Изменить размер шрифта - +
Витамины были дороги, но на них отец не скупился. А вот за другие виды лечения, напротив, он, негодуя, платить отказывался. Не верил, будто постороннему на самом деле небезразлично то, что с нею происходит. Все психиатры шарлатаны, их интересует только доить пациентов и ездить на роскошных машинах. Отказывался оплачивать счета, отчего лечение сестры ограничивалось лишь самым захудалым медицинским обслуживанием. Она бедствовала, своего дохода не было, но он ей не посылал почти ничего.

Зато с большой охотой готов был взять все в собственные руки. Хотя пользы от этого ни ему, ни ей не было никакой, он хотел, чтобы она поселилась у него в доме, чтобы за уход за ней отвечал он один. В своих-то чувствах он уверен, он знал, что она ему не безразлична. Но потом, когда она взяла и приехала (на несколько месяцев, после очередного срока в больнице), он не нарушил своего обычного распорядка, чтобы сделать ей удобнее, – однако, как и раньше, почти все время проводил вне дома, а она оставалась бряцать призраком по пустому жилью.

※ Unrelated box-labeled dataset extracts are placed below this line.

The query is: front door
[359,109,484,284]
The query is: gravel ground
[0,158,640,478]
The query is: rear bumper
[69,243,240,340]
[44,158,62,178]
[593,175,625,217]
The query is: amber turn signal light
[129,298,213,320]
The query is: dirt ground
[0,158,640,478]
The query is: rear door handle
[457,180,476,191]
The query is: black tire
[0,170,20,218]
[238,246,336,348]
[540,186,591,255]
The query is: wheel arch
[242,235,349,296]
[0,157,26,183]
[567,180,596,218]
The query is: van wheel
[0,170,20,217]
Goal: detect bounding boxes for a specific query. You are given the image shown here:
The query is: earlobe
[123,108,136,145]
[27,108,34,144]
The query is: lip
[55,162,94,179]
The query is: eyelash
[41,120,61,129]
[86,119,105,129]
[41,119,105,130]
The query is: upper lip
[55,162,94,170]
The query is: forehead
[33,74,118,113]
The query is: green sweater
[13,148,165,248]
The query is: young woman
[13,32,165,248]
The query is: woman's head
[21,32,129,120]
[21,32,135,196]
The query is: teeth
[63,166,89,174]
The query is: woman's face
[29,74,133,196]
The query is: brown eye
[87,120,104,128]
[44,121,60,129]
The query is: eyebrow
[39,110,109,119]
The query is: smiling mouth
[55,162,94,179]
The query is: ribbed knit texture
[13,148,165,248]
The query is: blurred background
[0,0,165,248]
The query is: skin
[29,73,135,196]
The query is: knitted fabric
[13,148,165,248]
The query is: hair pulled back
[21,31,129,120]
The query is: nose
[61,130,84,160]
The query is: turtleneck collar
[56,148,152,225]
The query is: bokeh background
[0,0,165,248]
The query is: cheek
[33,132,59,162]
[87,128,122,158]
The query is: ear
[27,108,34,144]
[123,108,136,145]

Он был халатен и упрям. Но все равно под этим всем, я знаю, – мучился. Иногда мы с ним говорили о сестре по телефону, и голос его слышимо едва надламывался, будто он пытался подавить всхлип. В отличие от прочего, с чем ему приходилось бороться, болезнь моей сестры наконец его тронула – но лишь оставила по себе ощущение полной беспомощности. Для родителя нет большего отчаяния, нежели такая беспомощность. Ее приходится принимать, даже если не можешь. А чем больше ее принимаешь, тем сильней отчаяние.

Его отчаяние стало очень велико.

 

Вероятно, это на самом деле и важно: дойти до самой сути человечьего чувства, невзирая на очевидность.

 

 

Съедал пенку с верхушки горячего шоколада.

Чай с лимоном.

Пары черных очков в роговых оправах разбросаны по дому: на кухонных стойках, на столах, на раковине в ванной – вечно раскрытые, лежат такие, словно странный биологический вид неучтенного животного.

Смотрю, как он играет в теннис.

Как у него иногда подгибались колени на ходу.

Его лицо.

Сходство с Эйбрэхэмом Линколном, и как люди всегда обращали на это внимание.

Его бесстрашие с собаками.

Его лицо. И опять – его лицо.

Тропические рыбки.

Он часто, казалось, становился рассеянным, забывал, где он, словно терял ощущение собственной непрерывности. От этого с ним случались неприятности: прибивал ногти молотком, в машине что-то ломалось.

Его рассеянность за рулем: до того, что иногда пугало. Я всегда считал, что его доконает машина.

А так со здоровьем у него все было хорошо настолько, что он казался неуязвимым, не подверженным физическим недугам, поражающим всех нас. Как будто к нему ничего не липло.

 

Точно так же меня в детстве постоянно развлекало, когда он где-нибудь расписывался. Он не мог просто поднести перо к бумаге и писать. Как бы оттягивая бессознательно миг истины, он всегда изображал легкий предварительный росчерк, круговое движение в дюйме-другом от бумаги, словно в воздухе муха жужжит и примеривается к точке посадки, а уж потом приступал. Усовершенствованная версия того, как в «Новобрачных» расписывался Нортон Арта Карни.

Он даже слова произносил странновато. «Нау» вместо «на», к примеру, будто бы росчерк руки у него отражался и в голосе. В этом слышалось что-то музыкальное, воздушное. Когда он снимал трубку, тебя всегда приветствовало певучее «аллооу». Не столько смешно, сколько мило. Всегда казалось, что он слегка не в себе, будто не в ногу со всем остальным миром – но ненамного. Градус-два, не больше.

Неизгладимые тики.

С ним иногда случались эти его припадки чокнутого напряжения, и он вечно выдавал крайне причудливые мнения – не всерьез вообще-то, но с радостью играя в адвоката дьявола, чтоб только все шло живенько.